ChartData by YCharts

Q1 Earnings And 2020 Forecasts

Despite a relatively warm winter, Q1 earnings which cover October-December 2019 saw an improvement over the prior year with $0.64 net income per unit compared to $0.45 the prior year.

source: SPH 10-Q

2020 Forecasts

Q1 actual Q2 est. Q3 est. Q4 est.
$0.64 $1.50 -$0.50 -$0.80

  • Total net income per unit fiscal 2020 (est.): $0.84
  • Impact of depreciation of $120M (est.) exceeding capex of $20M (est.): $1.61
  • Adjusted free cash flow per unit 2020 (est.) = $0.84 + $1.61 = $2.45
  • Current annual distribution per unit = $2.4 (implied coverage 1.02)

Summary

In an unusually warm year, SPH’s distribution coverage will be tight. However, the yield exceeds 22%. The company may choose to sustain a year of low coverage in seasonally warm weather. However, it may also cut to a far more conservative level of, say, an annual $1.6 distribution per unit. That would be 1.5x covered on my estimates and carry a 15% yield. This is good business given the network effects in propane distribution, and low economic risk in this environment given fuel usage is less cyclical.

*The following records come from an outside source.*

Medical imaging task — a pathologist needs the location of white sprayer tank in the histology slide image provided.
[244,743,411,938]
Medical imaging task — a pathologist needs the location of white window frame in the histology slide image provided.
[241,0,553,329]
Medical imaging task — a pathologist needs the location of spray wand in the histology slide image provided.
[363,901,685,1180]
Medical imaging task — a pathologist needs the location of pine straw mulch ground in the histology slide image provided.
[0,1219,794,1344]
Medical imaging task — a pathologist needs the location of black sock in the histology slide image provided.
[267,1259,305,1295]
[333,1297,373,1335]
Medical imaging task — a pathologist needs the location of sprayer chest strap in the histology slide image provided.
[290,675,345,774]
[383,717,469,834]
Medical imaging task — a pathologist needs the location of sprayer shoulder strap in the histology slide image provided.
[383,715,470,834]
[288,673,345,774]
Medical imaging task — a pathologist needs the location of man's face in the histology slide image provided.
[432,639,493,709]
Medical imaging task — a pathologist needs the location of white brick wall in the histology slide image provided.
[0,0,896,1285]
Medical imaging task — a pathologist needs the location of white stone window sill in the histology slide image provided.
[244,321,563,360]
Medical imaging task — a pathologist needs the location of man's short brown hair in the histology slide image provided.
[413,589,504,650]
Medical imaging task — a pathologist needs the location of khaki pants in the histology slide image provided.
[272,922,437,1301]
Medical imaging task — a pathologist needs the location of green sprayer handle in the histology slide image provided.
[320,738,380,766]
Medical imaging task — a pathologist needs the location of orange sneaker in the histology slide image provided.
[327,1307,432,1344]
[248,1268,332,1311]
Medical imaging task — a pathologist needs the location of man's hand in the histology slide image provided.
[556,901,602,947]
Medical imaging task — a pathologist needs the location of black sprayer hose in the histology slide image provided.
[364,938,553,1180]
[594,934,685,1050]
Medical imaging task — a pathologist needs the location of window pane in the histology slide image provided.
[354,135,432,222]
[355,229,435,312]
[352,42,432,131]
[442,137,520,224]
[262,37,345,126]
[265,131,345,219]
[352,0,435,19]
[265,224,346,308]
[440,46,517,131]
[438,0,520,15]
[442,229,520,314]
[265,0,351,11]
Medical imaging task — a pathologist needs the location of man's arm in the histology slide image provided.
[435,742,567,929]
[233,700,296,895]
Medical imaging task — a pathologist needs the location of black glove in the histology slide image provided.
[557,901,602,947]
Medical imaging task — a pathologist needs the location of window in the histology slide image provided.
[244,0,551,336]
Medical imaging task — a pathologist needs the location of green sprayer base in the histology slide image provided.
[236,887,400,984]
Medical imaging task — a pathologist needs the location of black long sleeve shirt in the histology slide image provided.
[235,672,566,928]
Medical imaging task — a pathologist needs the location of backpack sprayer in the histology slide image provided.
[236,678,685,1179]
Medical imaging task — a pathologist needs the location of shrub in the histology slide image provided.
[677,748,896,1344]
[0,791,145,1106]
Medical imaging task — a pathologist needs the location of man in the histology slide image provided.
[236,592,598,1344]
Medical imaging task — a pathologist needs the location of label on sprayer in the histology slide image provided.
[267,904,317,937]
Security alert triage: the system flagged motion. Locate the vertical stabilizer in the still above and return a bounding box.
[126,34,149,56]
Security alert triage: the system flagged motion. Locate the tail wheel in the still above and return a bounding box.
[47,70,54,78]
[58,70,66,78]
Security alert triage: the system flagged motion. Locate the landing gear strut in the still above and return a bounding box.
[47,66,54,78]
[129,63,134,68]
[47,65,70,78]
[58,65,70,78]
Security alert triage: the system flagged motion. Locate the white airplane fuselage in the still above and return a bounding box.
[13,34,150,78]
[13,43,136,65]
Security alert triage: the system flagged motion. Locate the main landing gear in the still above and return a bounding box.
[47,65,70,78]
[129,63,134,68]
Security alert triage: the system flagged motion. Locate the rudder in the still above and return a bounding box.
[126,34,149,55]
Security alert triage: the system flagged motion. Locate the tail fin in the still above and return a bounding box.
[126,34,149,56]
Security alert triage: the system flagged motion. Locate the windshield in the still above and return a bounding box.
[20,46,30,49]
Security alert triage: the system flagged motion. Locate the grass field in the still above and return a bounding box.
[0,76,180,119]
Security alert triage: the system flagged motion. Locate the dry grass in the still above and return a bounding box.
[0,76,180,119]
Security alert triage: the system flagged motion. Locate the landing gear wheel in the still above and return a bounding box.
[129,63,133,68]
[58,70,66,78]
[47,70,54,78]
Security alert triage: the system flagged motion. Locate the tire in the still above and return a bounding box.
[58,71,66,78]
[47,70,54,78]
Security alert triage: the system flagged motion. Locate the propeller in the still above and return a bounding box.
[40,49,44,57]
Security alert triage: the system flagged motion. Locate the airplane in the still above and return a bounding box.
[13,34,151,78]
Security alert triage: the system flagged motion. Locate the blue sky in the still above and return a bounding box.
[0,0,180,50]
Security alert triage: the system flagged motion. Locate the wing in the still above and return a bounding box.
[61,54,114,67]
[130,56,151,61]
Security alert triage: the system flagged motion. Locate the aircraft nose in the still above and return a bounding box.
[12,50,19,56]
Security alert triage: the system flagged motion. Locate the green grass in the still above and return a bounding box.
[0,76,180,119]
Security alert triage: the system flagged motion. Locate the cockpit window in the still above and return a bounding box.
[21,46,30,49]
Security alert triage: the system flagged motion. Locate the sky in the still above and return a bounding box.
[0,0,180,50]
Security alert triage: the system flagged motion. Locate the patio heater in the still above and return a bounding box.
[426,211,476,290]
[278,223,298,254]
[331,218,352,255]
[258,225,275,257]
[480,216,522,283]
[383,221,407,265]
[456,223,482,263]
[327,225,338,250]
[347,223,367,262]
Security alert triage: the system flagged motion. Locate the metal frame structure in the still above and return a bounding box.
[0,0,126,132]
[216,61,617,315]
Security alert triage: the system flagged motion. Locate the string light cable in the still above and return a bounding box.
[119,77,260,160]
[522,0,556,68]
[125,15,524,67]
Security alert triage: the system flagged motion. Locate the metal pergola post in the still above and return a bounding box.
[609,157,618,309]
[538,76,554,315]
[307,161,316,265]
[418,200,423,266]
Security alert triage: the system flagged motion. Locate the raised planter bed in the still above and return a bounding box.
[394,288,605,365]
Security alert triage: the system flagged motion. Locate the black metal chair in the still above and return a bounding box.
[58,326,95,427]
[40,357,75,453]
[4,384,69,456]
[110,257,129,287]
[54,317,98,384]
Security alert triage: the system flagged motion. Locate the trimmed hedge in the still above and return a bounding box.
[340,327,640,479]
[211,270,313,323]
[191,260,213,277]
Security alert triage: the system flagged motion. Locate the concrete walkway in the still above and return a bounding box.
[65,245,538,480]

It appears a heads you win, tails you win setup. Either it maintain a 22% yield for material upside, or it cuts to around a 15% yield with 1.5x coverage which is 3x most peers. Either way, the underlying business is solid, and there is potential for greater income and maybe price appreciation here. 2020 won’t be a great weather year, but the market has more than discounted it already.

Disclosure: I am/we are long SPH. I wrote this article myself, and it expresses my own opinions. I am not receiving compensation for it (other than from Seeking Alpha). I have no business relationship with any company whose stock is mentioned in this article.